Puede que nunca supiera cuanto tiempo estuvo recorriendo la pradera con gráciles brincos. El sol seguía incidiendo sobre su brillante melena rojiza y no parecía tener intención de marcharse. Y a ella no le importaba. Después de todo, el sol era el único que jamás le abandonaba...
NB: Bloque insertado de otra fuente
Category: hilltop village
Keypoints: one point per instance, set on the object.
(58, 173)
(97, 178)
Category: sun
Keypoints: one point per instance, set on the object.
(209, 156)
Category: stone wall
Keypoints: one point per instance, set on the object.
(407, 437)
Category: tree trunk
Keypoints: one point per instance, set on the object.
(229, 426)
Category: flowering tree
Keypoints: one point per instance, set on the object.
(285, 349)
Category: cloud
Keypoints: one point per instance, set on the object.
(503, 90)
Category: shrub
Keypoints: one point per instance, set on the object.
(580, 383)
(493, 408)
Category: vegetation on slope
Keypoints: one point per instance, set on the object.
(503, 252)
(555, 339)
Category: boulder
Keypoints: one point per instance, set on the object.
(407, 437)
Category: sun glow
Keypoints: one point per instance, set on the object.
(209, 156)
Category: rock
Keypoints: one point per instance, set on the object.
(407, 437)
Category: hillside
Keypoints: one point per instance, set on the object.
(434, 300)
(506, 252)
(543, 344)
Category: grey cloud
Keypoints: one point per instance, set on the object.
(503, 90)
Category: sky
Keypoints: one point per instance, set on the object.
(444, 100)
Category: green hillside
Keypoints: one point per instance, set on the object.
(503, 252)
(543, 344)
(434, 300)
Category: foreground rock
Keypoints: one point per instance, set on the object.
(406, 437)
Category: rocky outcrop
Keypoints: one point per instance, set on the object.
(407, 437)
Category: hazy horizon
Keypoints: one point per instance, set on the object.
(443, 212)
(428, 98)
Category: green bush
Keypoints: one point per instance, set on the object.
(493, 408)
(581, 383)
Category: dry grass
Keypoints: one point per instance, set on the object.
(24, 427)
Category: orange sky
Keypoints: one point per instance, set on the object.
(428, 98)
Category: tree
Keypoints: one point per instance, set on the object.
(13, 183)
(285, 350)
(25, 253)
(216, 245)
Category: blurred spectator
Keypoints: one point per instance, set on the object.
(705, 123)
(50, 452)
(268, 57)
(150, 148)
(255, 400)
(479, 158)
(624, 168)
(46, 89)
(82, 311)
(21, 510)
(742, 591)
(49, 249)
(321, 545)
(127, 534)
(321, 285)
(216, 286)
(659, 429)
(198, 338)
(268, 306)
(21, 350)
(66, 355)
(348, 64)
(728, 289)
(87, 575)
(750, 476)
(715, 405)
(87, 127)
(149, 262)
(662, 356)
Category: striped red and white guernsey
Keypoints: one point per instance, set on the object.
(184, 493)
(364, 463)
Por fin, cuando su compañero del cielo comenzaba a esconderse con el atardecer, llegó a un exótico paraje. Era una ladera de una montaña altísima, cuyas rocas estaban cubiertas de amapolas. ¡Sí! De amapolas... El rojo de aquellas flores parecía sangre, sangre pura y borboteante. Se acercó lentamente, exhausta de su carrera. Sostuvo entre sus manos la corola de una de las amapolas, fijando sus pupilas en la negrura de las de la amapola. Negro, rojo. Rojo, negro. Y entonces lo vio. Vio el negro azabache de los cabellos de un joven, el muchacho al que había amado toda la vida. Vio su amplia sonrisa y sus ojos oscuros, brillantes y llenos de vida. Vio su pálida piel invadida por un rojo intenso y brillante, el rojo de la sangre. Vio la sangre esperando paciente el negro de la muerte, el adiós de su alma. Vio un destino fatal, el fin de una vida, mil sueños rotos. Vio, en el único ojo de aquella engreída amapola, el primer crimen que cometería en su vida.